Tony Figueroa, 43, said the call came in March 2001, just hours after Giuffre was allegedly trafficked to the British royal by Jeffrey Epstein and Ghislaine Maxwell at Maxwell's London home. "I remember that call clearly. She was terrified. Her voice was shaking the whole time," Figueroa told The Sun on Sunday from his home in Atlanta, Georgia. "I was also absolutely terrified something would happen to her. We talked about the death of Diana. This man was so powerful, he was literally a prince."
Giuffre, who died by suicide in April at the age of 41, allegedly told Figueroa she "didn't want to do it" but felt powerless to refuse. "When she called, she told me, 'I don't know what I could have done - what can I do? He's a prince! This is one of the richest, most powerful families in the world,'" Figueroa said. "She was shaking with fear."
Figueroa said he now believes Andrew should "accept that he played a role in Giuffre's despair," adding, "Because those were the times she was most scared."
The claims come as renewed attention falls on Andrew's connection to Epstein's sex-trafficking network. The prince, the second son of the late Queen Elizabeth II, has consistently denied all allegations and insisted that a widely circulated photograph of him with Giuffre-taken in Maxwell's London townhouse-is a fake. Figueroa dismissed that defense, saying he personally saw the photo after Giuffre developed it in Florida. "I held the photograph in my hands," he said. "She was going through all the pictures, and she showed it to me. It was just in there with the rest."
Figueroa said Andrew's loss of royal titles was a superficial punishment. "So he's not a duke anymore? Wow, is that it? Where is she at right now? Yeah, that's not any kind of justice," he told RadarOnline.com, adding that Giuffre had long expressed fear about the prince's power and influence.

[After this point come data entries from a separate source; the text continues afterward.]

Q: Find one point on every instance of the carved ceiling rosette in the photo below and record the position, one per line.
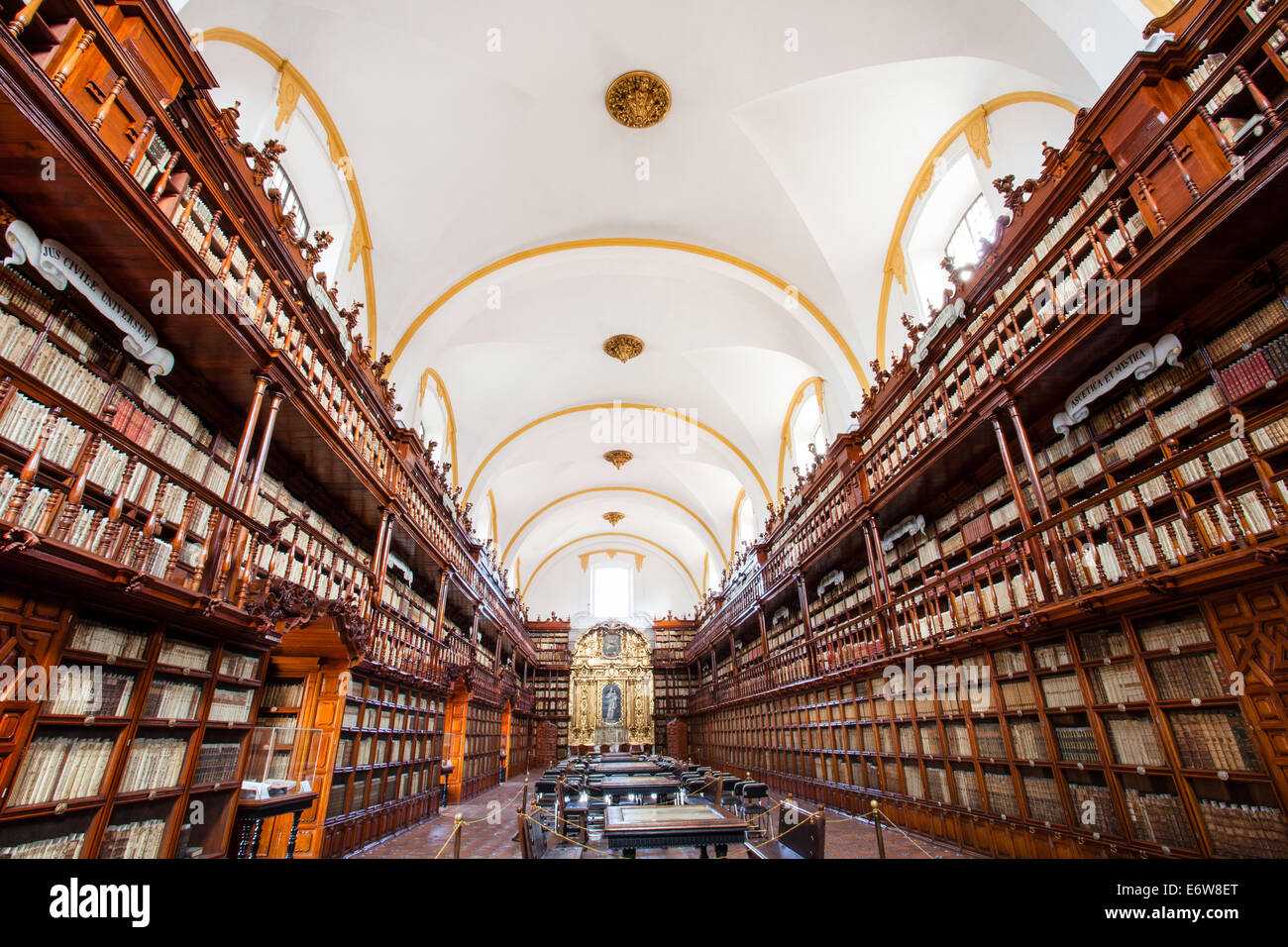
(638, 99)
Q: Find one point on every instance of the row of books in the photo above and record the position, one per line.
(1258, 369)
(235, 664)
(1186, 677)
(1076, 744)
(187, 655)
(154, 763)
(1158, 818)
(283, 693)
(1001, 793)
(103, 638)
(59, 847)
(1133, 741)
(59, 768)
(171, 699)
(1116, 684)
(71, 379)
(231, 705)
(17, 338)
(217, 763)
(1214, 740)
(1244, 831)
(82, 697)
(133, 840)
(1205, 69)
(22, 294)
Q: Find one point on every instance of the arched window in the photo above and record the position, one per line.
(807, 429)
(746, 519)
(975, 226)
(610, 591)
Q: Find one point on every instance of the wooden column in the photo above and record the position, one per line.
(803, 594)
(1025, 517)
(378, 558)
(445, 578)
(1061, 567)
(213, 553)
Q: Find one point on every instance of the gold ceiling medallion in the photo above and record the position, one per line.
(638, 99)
(618, 458)
(623, 348)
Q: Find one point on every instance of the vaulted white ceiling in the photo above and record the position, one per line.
(515, 226)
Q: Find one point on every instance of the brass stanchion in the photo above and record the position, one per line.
(524, 806)
(876, 821)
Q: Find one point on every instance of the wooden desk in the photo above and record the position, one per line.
(253, 812)
(617, 787)
(626, 768)
(630, 827)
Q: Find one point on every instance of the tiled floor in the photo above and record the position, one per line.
(492, 823)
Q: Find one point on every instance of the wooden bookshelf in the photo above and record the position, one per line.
(146, 764)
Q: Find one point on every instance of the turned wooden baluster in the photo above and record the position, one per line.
(85, 42)
(1233, 518)
(151, 526)
(1223, 142)
(188, 205)
(180, 535)
(165, 176)
(24, 20)
(228, 257)
(210, 235)
(140, 150)
(114, 514)
(1146, 191)
(1262, 102)
(27, 475)
(1116, 208)
(1185, 175)
(107, 105)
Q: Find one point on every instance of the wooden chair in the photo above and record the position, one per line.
(532, 841)
(802, 834)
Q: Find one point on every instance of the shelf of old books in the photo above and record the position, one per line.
(386, 761)
(129, 738)
(1125, 732)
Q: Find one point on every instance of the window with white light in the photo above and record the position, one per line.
(974, 226)
(610, 591)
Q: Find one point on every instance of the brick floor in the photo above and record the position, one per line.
(846, 838)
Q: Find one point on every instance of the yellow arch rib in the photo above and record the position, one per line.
(778, 282)
(971, 123)
(451, 415)
(603, 406)
(733, 531)
(816, 382)
(335, 145)
(601, 489)
(599, 535)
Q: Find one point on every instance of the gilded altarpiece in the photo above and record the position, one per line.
(612, 686)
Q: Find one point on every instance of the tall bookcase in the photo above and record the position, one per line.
(1128, 731)
(141, 750)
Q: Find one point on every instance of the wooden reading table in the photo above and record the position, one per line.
(630, 827)
(629, 784)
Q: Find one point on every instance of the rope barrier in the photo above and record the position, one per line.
(456, 827)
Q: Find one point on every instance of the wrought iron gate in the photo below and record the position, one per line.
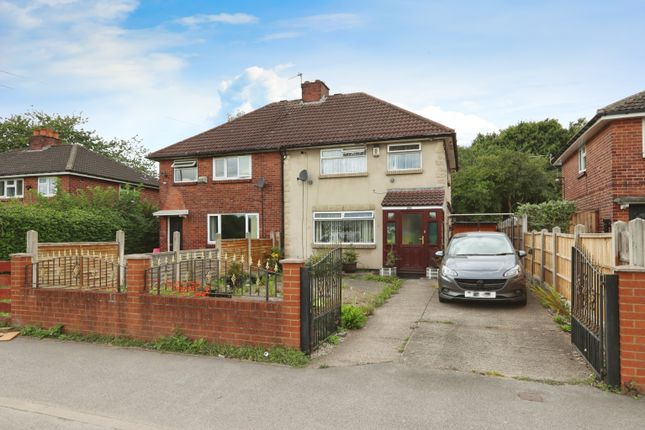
(320, 300)
(594, 316)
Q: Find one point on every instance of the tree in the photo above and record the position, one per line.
(497, 179)
(15, 131)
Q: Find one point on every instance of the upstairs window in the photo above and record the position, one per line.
(185, 170)
(343, 160)
(238, 167)
(47, 186)
(11, 188)
(582, 159)
(405, 156)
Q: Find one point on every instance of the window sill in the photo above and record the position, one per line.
(347, 245)
(343, 175)
(404, 172)
(232, 181)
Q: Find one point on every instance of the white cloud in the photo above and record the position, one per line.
(467, 126)
(223, 18)
(257, 86)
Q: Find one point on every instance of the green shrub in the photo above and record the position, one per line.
(352, 317)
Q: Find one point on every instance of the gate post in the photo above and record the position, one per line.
(613, 331)
(293, 293)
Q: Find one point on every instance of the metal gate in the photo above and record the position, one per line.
(320, 300)
(594, 316)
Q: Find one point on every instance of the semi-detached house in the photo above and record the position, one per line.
(323, 170)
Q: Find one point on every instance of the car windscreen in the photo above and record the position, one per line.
(480, 245)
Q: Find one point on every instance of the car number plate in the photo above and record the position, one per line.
(480, 294)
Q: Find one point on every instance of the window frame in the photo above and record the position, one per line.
(343, 149)
(51, 181)
(232, 178)
(184, 164)
(582, 159)
(391, 150)
(14, 186)
(342, 217)
(219, 224)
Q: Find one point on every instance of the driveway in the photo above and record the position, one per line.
(500, 340)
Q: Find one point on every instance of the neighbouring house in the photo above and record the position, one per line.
(47, 166)
(603, 165)
(323, 170)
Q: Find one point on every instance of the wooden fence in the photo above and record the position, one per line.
(549, 253)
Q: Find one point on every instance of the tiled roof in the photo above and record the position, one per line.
(340, 118)
(72, 159)
(414, 197)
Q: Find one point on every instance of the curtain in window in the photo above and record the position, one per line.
(344, 231)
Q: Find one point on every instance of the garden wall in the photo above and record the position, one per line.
(140, 315)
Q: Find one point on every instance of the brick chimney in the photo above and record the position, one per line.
(314, 91)
(43, 138)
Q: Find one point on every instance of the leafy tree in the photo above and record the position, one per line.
(15, 131)
(498, 179)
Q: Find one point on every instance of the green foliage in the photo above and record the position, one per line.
(180, 343)
(15, 131)
(549, 214)
(86, 216)
(352, 317)
(349, 256)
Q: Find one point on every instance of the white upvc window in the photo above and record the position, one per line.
(47, 186)
(403, 156)
(352, 228)
(233, 226)
(343, 160)
(582, 159)
(237, 167)
(185, 170)
(11, 188)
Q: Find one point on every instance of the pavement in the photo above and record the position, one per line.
(67, 385)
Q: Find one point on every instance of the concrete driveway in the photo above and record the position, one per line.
(521, 342)
(495, 339)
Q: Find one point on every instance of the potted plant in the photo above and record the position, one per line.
(389, 264)
(349, 260)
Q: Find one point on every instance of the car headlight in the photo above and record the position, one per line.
(448, 272)
(513, 271)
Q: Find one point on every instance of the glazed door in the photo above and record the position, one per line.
(414, 236)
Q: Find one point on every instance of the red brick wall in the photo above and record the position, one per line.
(631, 302)
(628, 169)
(140, 315)
(222, 197)
(615, 167)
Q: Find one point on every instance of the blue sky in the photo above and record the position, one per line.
(165, 70)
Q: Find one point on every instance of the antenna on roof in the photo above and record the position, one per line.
(298, 74)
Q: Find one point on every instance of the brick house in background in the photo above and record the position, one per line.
(233, 179)
(603, 166)
(47, 165)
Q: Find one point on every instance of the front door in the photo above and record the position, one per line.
(175, 224)
(414, 236)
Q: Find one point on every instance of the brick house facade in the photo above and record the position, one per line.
(47, 166)
(603, 166)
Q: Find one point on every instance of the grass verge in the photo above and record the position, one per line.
(179, 343)
(354, 317)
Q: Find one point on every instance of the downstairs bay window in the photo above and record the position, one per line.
(352, 228)
(233, 226)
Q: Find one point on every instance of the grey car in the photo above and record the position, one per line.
(481, 266)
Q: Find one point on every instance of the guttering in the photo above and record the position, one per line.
(590, 129)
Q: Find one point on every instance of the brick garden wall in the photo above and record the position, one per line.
(631, 302)
(222, 197)
(140, 315)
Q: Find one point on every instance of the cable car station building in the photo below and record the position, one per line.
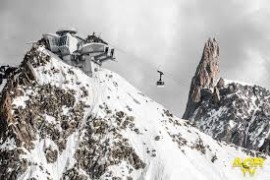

Andrew's ties to Epstein have been a source of controversy for years. Despite claiming to have cut off contact with the disgraced financier, emails later showed he continued to correspond with Epstein, writing, "We are in this together" and "hope to play some more soon." The prince was stripped of his royal and military titles following his disastrous 2019 BBC Newsnight interview, which Figueroa called "a car crash." "Entitled rich people are all the same," he said.
Figueroa also reflected on his own entanglement with Epstein's world. As a teenager, he said he accepted $200 for introducing girls from his school to Epstein - a decision that "still haunts" him. "I have nightmares," he said. "I have a son just a couple of years younger than I was when all this happened."
He recalled meeting Epstein at his Palm Beach mansion after Giuffre introduced them. "He came across just like a normal dude," Figueroa said, adding that Epstein funded the couple's lifestyle, paying for their car and apartment. "I didn't want to believe anything that would tarnish what I thought of Virginia," he said.
According to Figueroa, Epstein and Maxwell once asked Giuffre to carry their child while she and Figueroa were trying for a baby of their own. Later, Epstein sent her to Thailand to train as a masseuse; they spoke daily until she suddenly stopped answering his calls. "Then one day she stopped answering my calls," he said, describing the period when Giuffre met her future husband, Robert Giuffre.
Giuffre's posthumous memoir, Nobody's Girl, released last week, details years of abuse under Epstein and Maxwell, who is now serving a 20-year prison sentence for sex trafficking.